One-step-ahead moments in the QKF are derived under the assumption that estimation error of filtered states is Gaussian. The filter here does not require that assumption. Ivashchenko (2014) also applies two other deterministic filters to second-order approximated DSGE models: a Central Difference Kalman filter (Norgaard et al. 2000) and an Unscented Kalman filter (Julier and Uhlmann 2004); these filters are based on different deterministic numerical integration schemes for computing one-step-ahead conditional moments (no analytical closed-form expressions). Andreasen (2012) estimates a DSGE model using a Central Difference Kalman filter.
For a square matrix \(M\), vech (\(M\)) is the column vector obtained by vertically stacking the elements of \(M\) that are on or below the main diagonal.
\(\omega _t =\omega _t^{(1)} +R^{(2)}\) where \(R^{(n)}\) contains terms of order \(n\) or higher in deviations from steady state. Let \(\omega _t^i \) and \(\omega _t^{(1),i} \) be the \(i\)-th elements of \(\omega _t \) and \(\omega _t^{(1)}\), respectively. Note that \(\omega _t^i \omega _t^j =(\omega _t^{(1),i} +R^{(2)})(\omega _t^{(1),j} +R^{(2)})=\omega _t^{(1),i} \omega _t^{(1),j} +\omega _t^{(1),i} R^{(2)}+\omega _t^{(1),j} R^{(2)}+ R^{(4)};\) thus, \(\omega _t^i \omega _t^j =\omega _t^{(1),i} \omega _t^{(1),j} +R^{(3)}\). Up to \(2^\mathrm{nd}\) order accuracy, \(\omega _t^i \omega _t^j =\omega _t^{(1),i} \omega _t^{(1),j} \) and \(P(\omega _t )=P(\omega _t^{(1)} )\) holds thus. By the same logic, \(\omega _t \!\otimes \! \varepsilon _{t+1} =\omega _t^{(1)} \!\otimes \! \varepsilon _{t+1} \) holds to \(2^\mathrm{nd}\) order accuracy. See Kollmann (2004) and Lombardo and Sutherland (2007).
Aruoba et al. (2012) estimate a pruned univariate quadratic time series model, using particle filter methods. These authors discard the term that is quadratic in \(\varepsilon _{t+1} \) on the right-hand side of (4). By contrast, the paper here allows for non-zero coefficients on second-order terms in \(\varepsilon _{t+1}\), and it develops a deterministic filter that can be applied to multivariate models.

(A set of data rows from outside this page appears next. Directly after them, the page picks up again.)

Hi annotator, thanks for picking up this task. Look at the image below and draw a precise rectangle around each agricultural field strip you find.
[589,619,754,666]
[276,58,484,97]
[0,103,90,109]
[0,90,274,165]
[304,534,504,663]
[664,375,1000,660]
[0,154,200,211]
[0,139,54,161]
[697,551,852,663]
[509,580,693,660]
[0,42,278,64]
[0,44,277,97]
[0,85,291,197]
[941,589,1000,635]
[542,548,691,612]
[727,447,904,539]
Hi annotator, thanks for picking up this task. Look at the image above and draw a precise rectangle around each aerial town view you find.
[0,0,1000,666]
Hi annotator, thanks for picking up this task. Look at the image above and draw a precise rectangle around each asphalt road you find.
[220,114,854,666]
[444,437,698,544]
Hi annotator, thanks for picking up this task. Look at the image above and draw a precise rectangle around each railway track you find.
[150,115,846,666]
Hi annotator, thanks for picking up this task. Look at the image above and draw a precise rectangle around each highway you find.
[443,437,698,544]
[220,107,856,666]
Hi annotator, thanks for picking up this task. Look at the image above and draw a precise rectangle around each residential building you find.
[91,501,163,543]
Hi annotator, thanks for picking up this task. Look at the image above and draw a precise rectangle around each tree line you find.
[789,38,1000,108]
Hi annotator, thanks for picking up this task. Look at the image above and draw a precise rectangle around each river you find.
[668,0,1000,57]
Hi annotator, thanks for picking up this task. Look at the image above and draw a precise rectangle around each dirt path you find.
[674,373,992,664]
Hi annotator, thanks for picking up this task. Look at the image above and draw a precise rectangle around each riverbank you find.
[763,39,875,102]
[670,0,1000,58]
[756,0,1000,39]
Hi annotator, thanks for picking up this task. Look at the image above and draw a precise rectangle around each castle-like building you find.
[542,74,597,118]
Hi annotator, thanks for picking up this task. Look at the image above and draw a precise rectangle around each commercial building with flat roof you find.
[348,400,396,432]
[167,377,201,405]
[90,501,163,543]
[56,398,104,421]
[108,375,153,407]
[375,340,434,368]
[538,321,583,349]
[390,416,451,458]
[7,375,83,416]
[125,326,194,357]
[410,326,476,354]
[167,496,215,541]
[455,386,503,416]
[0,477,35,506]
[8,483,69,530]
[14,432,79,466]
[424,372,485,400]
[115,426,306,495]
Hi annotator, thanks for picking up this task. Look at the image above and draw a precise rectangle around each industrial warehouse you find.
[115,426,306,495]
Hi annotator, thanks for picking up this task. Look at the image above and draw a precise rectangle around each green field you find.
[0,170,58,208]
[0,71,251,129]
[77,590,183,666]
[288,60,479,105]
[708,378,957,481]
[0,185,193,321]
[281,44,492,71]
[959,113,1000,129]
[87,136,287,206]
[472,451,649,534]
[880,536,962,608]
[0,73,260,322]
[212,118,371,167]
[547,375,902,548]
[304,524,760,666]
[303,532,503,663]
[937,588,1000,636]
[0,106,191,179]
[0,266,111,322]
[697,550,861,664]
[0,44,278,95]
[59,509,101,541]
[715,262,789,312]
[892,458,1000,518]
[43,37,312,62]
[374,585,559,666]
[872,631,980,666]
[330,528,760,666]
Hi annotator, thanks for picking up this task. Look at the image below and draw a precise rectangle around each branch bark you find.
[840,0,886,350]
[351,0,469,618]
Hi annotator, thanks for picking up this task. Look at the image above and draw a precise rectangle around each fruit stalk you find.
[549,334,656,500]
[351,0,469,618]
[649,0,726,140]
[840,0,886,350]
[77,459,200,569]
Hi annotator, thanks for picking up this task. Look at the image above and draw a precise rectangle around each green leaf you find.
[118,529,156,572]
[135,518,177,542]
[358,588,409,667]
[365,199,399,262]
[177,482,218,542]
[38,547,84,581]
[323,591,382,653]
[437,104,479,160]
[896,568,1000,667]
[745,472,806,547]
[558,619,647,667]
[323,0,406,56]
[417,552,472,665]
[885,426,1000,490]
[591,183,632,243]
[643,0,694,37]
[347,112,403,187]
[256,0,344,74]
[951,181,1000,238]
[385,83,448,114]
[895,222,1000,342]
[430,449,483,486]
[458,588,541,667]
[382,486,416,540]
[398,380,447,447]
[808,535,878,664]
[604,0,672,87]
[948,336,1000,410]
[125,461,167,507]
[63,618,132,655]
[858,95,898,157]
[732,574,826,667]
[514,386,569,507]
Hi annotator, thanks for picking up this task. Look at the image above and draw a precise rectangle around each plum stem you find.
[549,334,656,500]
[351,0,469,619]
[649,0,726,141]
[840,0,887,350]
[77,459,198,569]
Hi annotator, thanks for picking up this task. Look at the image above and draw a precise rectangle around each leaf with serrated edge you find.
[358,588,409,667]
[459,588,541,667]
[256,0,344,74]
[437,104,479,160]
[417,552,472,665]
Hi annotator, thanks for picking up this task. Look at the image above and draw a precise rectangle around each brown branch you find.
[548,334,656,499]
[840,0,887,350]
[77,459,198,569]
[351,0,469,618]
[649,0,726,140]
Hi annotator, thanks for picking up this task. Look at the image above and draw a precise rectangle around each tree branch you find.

It is assumed that the inverse of \(\Gamma V_{t+1,t}^Z \Gamma +\Sigma _\psi \) (covariance matrix of prediction errors of observables) exists. A sufficient condition for this is that \(\Sigma _\psi \) is positive definite, as assumed in the numerical experiments below.
Recall that the observable \(y_{t+1} \) is a linear function of \(Z_{t+1} \) [see (7)]; this may help to explain the good performance of the linear updating rule.
The relative size of the TFP and taste shocks assumed here (i.e. \(\sigma _\theta \) 20-times larger than \(\sigma _\psi )\) ensures that each shock accounts for a non-negligible share of the variance of the endogenous variables; see below.
The statistics in Table 1 are shown for variables without measurement error. The ranking of volatilities generated by the two approximations and shocks is not affected by the presence of measurement error.
HP filtered variables are markedly less volatile than non-HP filtered variables; however, volatility remains much higher under the second-order approximation than under the linear approximation, in the ‘big shocks’ variant. E.g. the standard dev. of HP filtered GDP is 47 % (23 %) under the second- (first-) order approximation.
I apply KalmanL to de-meaned series, as the linearized model implies that the unconditional mean of state variables, expressed as differences from steady state, is zero, while variables generated from the second-order model have a non-zero mean. The initial particles used for the particle filter are drawn from a multi-variate normal distribution whose mean and variance are set to unconditional moments of the state vector.
I also computed median absolute errors (MAEs) for the filtered series. The results (available on request) confirm the greater accuracy of the KalmanQ filter.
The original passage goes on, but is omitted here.